One_Contribution@reddit
I try avoidng CPU/RAM alerts like the plague, and opt for monitoring that services and whatnots respond as expected.
Ssakaa@reddit
Response latencies are amazing metrics.
SudoZenWizz@reddit
Have basic monitorng in place for cpu, ram, disks, services, processes and hardware. Keep the threaholds above the state where everything works properly and in time adjust as needed. The same solution you can use also log monitoring and metrics. This is will give overview for both applications running there and the systems themselves.
ilbicelli@reddit
I use Zabbix. I've set up templates to lonitor what really matters. I watch dashboard maybe once a week. Every P1 and P2 alert flows in our ticket system.
chickibumbum_byomde@reddit
common end of the road realization, monitoring usually starts simple, then slowly grows into dashboards, exporters, alerts, databases, and tooling that mostly exists to support more tooling. Meanwhile, when something actually breaks, people still SSH into the box because it’s the fastest way to understand reality and because of habits...doesn’t mean monitoring is useless, it just means many setups drift past the point of practical value.
for a medium sized enviro, most useful monitoring is usually, knowing something is broken, having enough context to start quickly, avoiding noise. beyond that, it’s easy to build a system that feels impressive but mostly creates maintenance work.
The important distinction is whether the monitoring helps you make decisions faster, or whether it became another thing you have to operate. A lot of homelabs and smaller infrastructures cross that line without noticing.
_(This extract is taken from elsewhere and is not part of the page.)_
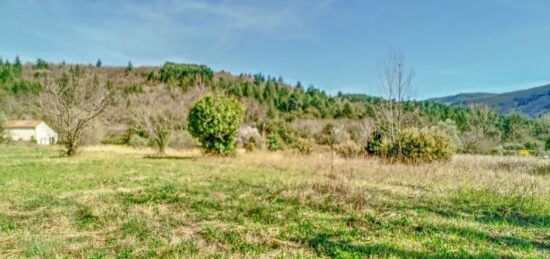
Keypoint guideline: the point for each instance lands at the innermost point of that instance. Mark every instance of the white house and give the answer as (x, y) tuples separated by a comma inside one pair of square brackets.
[(30, 130)]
Attack-Chihuahua-85@reddit
I like nagios. Call me old man. And yeah I messed around with log aggregators but in my case I’m not troubleshooting a planet scale distributed system, so it’s now just an rsyslog instance that we send logs too so I have a them somewhere other than the box in question. Simplest solution is often the most elegant also, which makes me happy.
naitsirt89@reddit
You're a dirty old man.
Feel better?
Attack-Chihuahua-85@reddit
My back hurts. God damnned kids
Hot-Cress7492@reddit
Here’s how monitoring should work. Get your system into a known good state and scan it and monitor everything that isninportant (cpu, mem, interface, whatever other parameters are important) and establish your baseline.
Have the alerts let you know when a threshold is out of established normal thresholds.
Tweak said alerts to minimize false positives and you’ll evolve into something that alerts you when shit is going sideways.
Sroni4967@reddit
what stack did you end up keeping
Important-Bug-6709@reddit (OP)
We didn’t really land on a “clean” stack ,it’s mostly basic metrics + logs, and then SSH when something looks off we tried heavier setups before but it just wasn’t worth the maintenance for our size still not perfect, just the least annoying setup so far
Trip_Owen@reddit
Damn that a long ass sentence
Important-Bug-6709@reddit (OP)
Sorry, I just want to be as specific and detailed as possible to learn about other people's experiences.
KStieers@reddit
About to do that with our security stack.
Important-Bug-6709@reddit (OP)
What set of security measures are you currently using?
KStieers@reddit
Edr, email, ndr, sysmon like tool ->xdr & seim
I hear about the individual detections way faster and end up digging in there
Kind_Ability3218@reddit
if you get an alert that tells you about a problem and then you investigate that problem in a console then the alert did its job.
you need to decide for yourself if all of the tools are worth it. if you're repeating tasks find a way to automate them.
tools should solve a problem. sometimes the problem is, "i don't know enough about this and would like to learn".